Monday, August 28, 2006

Modern Times













There's nothing like the prospect of a new Bob Dylan album to make me start giggling like a little school girl. In the weeks leading up to the release date, Dylan fans are teased with hysterical proclomations of uber-mastery by the music press and publicity junkets deal out foppish pictures of the old devil left right and centre. Dylan peers at you through the photo lense: squinty eyes, lips pursed and slightly smurky. Nobody delivers a better Blue Steel. Sometimes I just want to grab the photos and yell YOU'RE SO FUCKIN SUAVE Dennis Hopper style into his wisened horsey face.

Expectations are high water and rising for this album. His recent autobiography was sharp and candid. Recents albums have been magnificent and Scorcese's film barely satisfied rabid public interest in even the most banal aspects of Dylan's life. It's been almost impossible to escape the guy in the last year.

Of course it's been a pretty appalling year for new music so far and maybe there's a little bit of Save Us King Bob about the reviews that have preceded the album release. Rolling Stone and Uncut Magazine reviews have been on the crazy side of delirious and some half-baked gobshite managed to compare the album to Matisse, Keats and Yeats. I'm no culture vulture but what exactly do those three all have in common? Ooh, he might say, the album is soooo painterly. Almost poetic. Like a painting.

It's seems like since Dylan's brush with death in the late nineties there has been a compulsion in the press to applaud everything he does in a kind of Quick... Before He Dies kind of hysteria.
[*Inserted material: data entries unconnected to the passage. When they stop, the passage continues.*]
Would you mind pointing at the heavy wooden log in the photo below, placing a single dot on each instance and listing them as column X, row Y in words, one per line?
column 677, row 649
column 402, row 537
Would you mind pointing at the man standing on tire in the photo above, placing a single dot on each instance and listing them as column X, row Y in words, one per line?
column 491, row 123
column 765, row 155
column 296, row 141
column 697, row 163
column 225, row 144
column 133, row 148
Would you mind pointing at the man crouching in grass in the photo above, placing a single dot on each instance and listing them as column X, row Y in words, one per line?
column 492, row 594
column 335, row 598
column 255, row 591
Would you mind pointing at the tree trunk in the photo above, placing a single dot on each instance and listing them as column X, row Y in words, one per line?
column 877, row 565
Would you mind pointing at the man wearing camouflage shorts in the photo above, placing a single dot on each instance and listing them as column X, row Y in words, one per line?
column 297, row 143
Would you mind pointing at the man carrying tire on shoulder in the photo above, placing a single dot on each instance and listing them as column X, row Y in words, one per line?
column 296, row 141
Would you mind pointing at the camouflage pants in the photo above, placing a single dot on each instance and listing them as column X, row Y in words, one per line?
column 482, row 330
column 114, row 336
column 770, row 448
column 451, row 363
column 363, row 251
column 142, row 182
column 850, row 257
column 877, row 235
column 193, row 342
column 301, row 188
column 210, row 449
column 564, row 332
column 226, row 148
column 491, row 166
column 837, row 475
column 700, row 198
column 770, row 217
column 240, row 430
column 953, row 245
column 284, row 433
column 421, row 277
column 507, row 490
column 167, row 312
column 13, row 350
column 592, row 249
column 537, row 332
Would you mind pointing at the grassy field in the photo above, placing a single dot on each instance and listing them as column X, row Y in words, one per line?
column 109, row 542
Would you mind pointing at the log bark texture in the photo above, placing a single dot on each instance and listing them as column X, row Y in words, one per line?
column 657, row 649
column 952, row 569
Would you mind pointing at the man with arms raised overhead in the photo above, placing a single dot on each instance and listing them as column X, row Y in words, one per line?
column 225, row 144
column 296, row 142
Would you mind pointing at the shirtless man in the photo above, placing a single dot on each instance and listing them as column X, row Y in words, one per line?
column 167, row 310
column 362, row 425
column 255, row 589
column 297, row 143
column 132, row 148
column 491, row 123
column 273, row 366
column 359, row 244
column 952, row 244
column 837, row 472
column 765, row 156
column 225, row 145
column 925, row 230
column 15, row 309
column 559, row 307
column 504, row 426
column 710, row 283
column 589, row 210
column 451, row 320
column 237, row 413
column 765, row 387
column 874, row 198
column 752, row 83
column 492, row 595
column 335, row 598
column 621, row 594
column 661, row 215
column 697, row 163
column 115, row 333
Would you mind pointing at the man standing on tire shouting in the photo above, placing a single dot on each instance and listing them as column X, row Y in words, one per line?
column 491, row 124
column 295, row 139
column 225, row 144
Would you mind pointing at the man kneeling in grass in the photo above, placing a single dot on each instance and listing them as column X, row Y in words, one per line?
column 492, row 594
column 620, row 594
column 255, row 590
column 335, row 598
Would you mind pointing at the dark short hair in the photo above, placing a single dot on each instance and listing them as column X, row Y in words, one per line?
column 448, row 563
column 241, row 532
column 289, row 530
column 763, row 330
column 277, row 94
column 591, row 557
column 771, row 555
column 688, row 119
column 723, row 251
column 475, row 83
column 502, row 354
His live shows have been comically muffled in their delivery and even ventures like the revoltingly wretched Masked and Anonymous have been cheered out of existence. I mean just look at that trailer for god's sake. It makes you squirm doesn't it?

Giovanni Ribisi: Do you ever dream?
Dylan (squinty blue steel, unnecessary pause): Yea...I dream.

I've been listening to Modern Times now for a few days and it's an enjoyable enough affair. It's certainly no equal to Time Out of Mind or Love & Theft, it's partners in Bob's Indian Summer trilogy; but I suppose that those are unfair comparisons. Time Out of Mind was an absolute revelation when it came out. The personal nature of the album and the slow rolling splendour of the production demanded comparisons with Dylan's best work. I still, almost 10 years later, can't get over the sheer majesty of Not Dark Yet. Dylan always seemed to be a bit of a charaltan and here he was staring death in the face and telling it as straight as he could. It seemed to cut through any pretence he could muster. Of course, Love & Theft's witty remarks and breezy tone were all the more enjoyable after that. I remember one review at the time saying that getting to know the album was like drinking with a geriatric door to door saleman in a cheap motel bar. It didn't matter that Dylan was putting up the defenses again - it was just so show biz entertaining.

Anyway, if you're a Dylan fan you are going to buy this album no matter what happens. It's a pity that music journalists are so compelled to tag it in to some kind of near death golden trilogy. Is it asperger's syndrome I wonder? Is it important that Dylan finishes on a prime number of magnificent albums? Let's hope it's 5 instead of 3.